Figure 6-6 WAN Edge QoS Implementation Points
For the traffic that is leaving a local customer site through a CE device going toward the provider network and entering it through a PE device, output QoS mechanisms on the CE device and input QoS mechanisms on the PE device must be implemented. The implementation will vary somewhat, depending on whether the CE device is provider managed—in other words, if it is under the control of the provider. Table 6-2 shows the QoS requirements on the CE and the PE devices in both cases: when the CE device is provider managed, and when the CE device is not provider managed. When the CE device is provider managed, the service provider manages and performs the QoS policies and configurations. Otherwise, the customer enterprise controls the QoS policies and configures the CE device.
Table 6-2 QoS Mechanisms Necessary for Traffic Leaving a Customer Site
|
Managed CE |
Unmanaged CE |
|
The service provider controls the output QoS policy on the CE. |
The service provider does not control the output QoS policy on the CE. |
|
The service provider enforces SLA using the output QoS policy on the CE. |
The service provider enforces SLA using the input QoS policy on the PE. |
|
The output policy uses queuing, dropping, and shaping. |
The input policy uses policing and marking. |
|
Elaborate traffic classification or mapping of existing markings takes place on the CE. |
Elaborate traffic classification or mapping of existing markings takes place on the PE. |
|
LFI* and compressed RTP might be necessary. * LFI = link fragmentation and interleaving |
When the CE device is provider managed, the provider can enforce the SLA by applying an outbound QoS service policy on the CE device. For example, an LLQ or class-based weighted fair queueing (CBWFQ) can be applied to the egress interface of the CE device to provide a policed bandwidth guarantee to voice and video applications and a minimum bandwidth guarantee to mission-critical applications. You can use class-based shaping to rate-limit data applications. You can apply congestion avoidance (WRED), shaping, compression (cRTP), and LFI outbound on the managed CE device. When the CE device is not provider managed, the provider enforces the SLA on the ingress interface of the PE device using tools such as class-based policing. Policed traffic can be dropped, re-marked, or mapped (for example, DSCP to MPLS EXP).

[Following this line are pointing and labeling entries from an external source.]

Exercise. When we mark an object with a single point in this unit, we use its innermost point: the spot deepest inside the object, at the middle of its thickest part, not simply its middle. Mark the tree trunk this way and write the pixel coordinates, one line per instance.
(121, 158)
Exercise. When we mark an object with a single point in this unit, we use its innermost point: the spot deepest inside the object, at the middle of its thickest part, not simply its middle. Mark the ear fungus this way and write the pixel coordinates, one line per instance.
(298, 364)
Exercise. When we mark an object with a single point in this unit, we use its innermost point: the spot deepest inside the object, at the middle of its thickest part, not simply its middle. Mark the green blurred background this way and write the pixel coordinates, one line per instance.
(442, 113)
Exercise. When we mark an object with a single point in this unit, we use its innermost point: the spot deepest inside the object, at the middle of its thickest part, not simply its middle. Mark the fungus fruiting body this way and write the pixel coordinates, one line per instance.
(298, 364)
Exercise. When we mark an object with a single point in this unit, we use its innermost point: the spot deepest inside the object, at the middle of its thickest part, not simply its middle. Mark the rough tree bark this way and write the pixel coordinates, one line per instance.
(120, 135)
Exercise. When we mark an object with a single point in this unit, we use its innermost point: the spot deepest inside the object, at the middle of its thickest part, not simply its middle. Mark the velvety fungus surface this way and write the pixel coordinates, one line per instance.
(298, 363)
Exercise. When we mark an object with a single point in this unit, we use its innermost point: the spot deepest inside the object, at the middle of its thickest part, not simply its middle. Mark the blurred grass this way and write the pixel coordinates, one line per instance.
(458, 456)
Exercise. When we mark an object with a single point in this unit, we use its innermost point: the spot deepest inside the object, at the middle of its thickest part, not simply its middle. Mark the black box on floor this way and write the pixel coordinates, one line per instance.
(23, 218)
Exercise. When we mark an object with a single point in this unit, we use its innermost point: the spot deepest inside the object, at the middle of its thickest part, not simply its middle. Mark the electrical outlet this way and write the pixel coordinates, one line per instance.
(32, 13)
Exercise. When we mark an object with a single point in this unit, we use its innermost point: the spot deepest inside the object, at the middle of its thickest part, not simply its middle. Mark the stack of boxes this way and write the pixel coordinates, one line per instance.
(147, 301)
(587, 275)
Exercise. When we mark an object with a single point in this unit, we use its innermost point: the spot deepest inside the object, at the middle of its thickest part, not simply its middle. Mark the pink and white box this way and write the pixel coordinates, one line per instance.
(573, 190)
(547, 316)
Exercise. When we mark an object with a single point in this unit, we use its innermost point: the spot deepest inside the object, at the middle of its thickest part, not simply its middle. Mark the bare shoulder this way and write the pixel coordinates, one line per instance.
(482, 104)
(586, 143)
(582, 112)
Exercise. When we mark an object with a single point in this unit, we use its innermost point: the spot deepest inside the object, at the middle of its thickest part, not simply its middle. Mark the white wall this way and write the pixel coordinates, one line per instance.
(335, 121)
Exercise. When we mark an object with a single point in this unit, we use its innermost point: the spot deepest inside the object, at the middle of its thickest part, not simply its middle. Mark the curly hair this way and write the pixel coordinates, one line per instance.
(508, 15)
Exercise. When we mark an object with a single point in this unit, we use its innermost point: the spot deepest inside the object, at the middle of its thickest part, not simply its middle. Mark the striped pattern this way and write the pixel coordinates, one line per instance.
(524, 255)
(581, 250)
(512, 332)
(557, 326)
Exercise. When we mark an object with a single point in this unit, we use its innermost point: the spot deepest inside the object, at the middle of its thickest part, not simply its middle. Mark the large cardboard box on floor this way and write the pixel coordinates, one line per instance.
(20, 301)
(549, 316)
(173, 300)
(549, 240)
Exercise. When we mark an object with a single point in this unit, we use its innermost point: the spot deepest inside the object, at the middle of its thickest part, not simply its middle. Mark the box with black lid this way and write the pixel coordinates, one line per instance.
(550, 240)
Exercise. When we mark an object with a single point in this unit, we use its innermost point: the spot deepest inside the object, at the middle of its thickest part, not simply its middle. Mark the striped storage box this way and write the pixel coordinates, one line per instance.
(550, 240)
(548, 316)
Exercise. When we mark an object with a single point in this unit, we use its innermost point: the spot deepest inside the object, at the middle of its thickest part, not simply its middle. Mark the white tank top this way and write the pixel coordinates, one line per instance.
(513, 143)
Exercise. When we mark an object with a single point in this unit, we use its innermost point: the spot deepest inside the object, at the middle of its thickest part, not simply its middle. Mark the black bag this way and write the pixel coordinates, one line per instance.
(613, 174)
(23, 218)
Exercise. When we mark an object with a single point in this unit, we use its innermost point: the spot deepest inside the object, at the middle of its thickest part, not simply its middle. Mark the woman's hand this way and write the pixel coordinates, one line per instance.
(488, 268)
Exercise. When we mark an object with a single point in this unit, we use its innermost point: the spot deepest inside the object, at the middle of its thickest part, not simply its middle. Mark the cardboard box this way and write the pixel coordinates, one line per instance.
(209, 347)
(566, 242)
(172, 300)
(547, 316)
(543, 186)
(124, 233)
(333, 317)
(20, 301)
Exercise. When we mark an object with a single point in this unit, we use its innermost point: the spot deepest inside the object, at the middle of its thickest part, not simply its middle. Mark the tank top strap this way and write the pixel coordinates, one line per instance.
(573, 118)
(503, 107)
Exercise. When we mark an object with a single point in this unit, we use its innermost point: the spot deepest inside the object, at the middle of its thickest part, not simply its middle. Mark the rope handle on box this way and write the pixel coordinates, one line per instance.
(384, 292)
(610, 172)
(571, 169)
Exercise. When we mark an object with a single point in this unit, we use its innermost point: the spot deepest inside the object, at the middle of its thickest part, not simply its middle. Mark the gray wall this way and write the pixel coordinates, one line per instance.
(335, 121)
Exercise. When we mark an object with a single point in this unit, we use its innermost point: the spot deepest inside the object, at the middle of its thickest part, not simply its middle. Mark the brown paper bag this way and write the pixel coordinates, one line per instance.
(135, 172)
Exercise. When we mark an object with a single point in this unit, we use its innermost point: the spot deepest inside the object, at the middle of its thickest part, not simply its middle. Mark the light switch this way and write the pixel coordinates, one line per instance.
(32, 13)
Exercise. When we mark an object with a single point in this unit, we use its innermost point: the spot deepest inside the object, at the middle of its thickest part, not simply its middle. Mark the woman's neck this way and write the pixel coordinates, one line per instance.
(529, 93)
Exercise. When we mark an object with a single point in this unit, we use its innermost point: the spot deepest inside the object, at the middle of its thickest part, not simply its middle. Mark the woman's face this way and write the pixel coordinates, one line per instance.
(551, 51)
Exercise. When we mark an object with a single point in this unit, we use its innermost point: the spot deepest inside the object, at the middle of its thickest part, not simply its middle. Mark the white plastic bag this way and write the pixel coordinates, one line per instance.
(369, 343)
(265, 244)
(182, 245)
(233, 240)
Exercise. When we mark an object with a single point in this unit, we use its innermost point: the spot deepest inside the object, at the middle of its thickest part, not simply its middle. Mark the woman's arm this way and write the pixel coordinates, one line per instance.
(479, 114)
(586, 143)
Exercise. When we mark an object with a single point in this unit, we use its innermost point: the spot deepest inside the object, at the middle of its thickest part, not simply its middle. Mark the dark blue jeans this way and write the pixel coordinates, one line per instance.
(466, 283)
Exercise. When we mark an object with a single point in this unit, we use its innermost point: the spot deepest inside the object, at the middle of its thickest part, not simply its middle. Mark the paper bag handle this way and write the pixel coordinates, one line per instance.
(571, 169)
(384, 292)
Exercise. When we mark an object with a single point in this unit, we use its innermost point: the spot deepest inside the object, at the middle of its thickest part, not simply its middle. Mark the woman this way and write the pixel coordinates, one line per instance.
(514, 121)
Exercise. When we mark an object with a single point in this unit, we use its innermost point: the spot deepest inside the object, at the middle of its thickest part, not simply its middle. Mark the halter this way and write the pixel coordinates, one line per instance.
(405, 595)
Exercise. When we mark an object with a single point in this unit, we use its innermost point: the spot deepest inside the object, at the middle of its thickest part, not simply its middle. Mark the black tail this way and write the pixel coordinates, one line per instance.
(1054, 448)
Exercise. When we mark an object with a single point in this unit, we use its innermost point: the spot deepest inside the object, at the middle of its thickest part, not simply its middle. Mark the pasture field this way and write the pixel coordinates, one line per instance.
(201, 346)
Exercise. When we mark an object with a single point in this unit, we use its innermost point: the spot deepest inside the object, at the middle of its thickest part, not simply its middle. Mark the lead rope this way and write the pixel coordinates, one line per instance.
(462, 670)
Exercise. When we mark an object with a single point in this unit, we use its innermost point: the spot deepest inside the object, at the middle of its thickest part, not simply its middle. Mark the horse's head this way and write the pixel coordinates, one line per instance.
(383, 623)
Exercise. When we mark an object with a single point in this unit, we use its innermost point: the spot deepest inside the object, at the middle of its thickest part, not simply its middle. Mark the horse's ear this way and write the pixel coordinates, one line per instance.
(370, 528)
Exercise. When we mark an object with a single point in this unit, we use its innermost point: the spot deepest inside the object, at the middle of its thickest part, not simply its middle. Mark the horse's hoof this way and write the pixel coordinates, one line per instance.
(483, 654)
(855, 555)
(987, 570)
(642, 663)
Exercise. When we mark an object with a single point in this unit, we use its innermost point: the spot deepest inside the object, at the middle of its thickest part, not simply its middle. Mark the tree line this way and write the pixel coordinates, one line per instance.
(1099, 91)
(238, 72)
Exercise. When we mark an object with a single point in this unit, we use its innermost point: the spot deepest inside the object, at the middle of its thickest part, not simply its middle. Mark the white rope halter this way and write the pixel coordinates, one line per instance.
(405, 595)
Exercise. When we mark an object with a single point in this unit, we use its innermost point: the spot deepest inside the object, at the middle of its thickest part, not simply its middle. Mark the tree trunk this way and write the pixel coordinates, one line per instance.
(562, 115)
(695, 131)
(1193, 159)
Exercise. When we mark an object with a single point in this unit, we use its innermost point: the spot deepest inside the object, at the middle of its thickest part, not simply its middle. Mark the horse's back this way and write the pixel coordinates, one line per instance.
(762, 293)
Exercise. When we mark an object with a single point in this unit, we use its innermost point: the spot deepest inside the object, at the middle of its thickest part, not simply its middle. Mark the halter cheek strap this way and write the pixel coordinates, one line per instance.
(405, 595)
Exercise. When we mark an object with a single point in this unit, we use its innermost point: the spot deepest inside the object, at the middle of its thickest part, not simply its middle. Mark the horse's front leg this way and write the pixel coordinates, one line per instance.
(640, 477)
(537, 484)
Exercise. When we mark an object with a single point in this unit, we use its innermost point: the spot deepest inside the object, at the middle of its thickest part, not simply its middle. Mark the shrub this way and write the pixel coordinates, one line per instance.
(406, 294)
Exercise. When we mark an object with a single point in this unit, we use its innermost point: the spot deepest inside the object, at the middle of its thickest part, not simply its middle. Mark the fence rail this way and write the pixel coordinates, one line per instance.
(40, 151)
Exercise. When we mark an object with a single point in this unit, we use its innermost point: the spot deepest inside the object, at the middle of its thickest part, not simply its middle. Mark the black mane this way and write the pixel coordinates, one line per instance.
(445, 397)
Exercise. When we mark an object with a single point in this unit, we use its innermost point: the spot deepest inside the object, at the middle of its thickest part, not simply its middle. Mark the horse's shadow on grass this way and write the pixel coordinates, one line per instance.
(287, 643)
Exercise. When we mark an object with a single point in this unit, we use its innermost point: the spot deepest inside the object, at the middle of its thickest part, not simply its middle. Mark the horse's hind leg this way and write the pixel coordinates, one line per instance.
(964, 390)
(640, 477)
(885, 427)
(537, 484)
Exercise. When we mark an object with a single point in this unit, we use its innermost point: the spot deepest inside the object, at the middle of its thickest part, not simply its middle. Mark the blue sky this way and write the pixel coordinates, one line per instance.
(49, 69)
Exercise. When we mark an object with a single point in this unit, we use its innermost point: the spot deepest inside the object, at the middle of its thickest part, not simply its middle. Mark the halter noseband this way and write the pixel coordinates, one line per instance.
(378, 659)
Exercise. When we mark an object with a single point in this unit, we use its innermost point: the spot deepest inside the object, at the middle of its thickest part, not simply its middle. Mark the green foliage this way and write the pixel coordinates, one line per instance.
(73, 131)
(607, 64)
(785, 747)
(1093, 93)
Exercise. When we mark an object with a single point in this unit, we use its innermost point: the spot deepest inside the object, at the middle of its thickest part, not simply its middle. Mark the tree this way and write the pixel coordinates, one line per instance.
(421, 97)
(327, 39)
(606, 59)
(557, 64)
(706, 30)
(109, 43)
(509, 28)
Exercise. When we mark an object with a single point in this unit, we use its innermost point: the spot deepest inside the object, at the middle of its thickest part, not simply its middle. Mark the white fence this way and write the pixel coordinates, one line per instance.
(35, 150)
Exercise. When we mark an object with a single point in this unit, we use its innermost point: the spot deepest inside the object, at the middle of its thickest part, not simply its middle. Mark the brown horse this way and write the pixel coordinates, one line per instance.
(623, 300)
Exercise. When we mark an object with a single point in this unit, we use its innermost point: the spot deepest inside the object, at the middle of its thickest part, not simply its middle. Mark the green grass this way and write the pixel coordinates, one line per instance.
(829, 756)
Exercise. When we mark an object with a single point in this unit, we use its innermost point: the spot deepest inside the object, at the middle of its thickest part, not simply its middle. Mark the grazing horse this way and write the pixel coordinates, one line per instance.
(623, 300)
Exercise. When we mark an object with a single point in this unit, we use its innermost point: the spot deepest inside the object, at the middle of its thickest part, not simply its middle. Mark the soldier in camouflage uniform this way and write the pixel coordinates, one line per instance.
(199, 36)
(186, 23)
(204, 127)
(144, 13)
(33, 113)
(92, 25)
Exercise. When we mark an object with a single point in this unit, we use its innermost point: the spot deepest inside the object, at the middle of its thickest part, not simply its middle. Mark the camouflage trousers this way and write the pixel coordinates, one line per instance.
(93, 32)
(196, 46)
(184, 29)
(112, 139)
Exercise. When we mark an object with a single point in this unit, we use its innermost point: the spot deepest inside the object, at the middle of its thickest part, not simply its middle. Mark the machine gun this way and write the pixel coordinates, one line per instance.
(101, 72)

At the remote site, where the traffic leaves the provider network through the PE router and enters the enterprise customer network through the CE device, most of the QoS configurations are configured on the PE device (outbound), regardless of whether the CE device is managed. The service provider enforces the SLA using output QoS policy on the PE device. Output policy performs congestion management (queuing), dropping, and possibly shaping. Other QoS techniques such as LFI or cRTP can also be performed in the PE device. CE input policy is usually not necessary; of course, the configuration of the CE device that is not provider managed is at the discretion of the enterprise customer.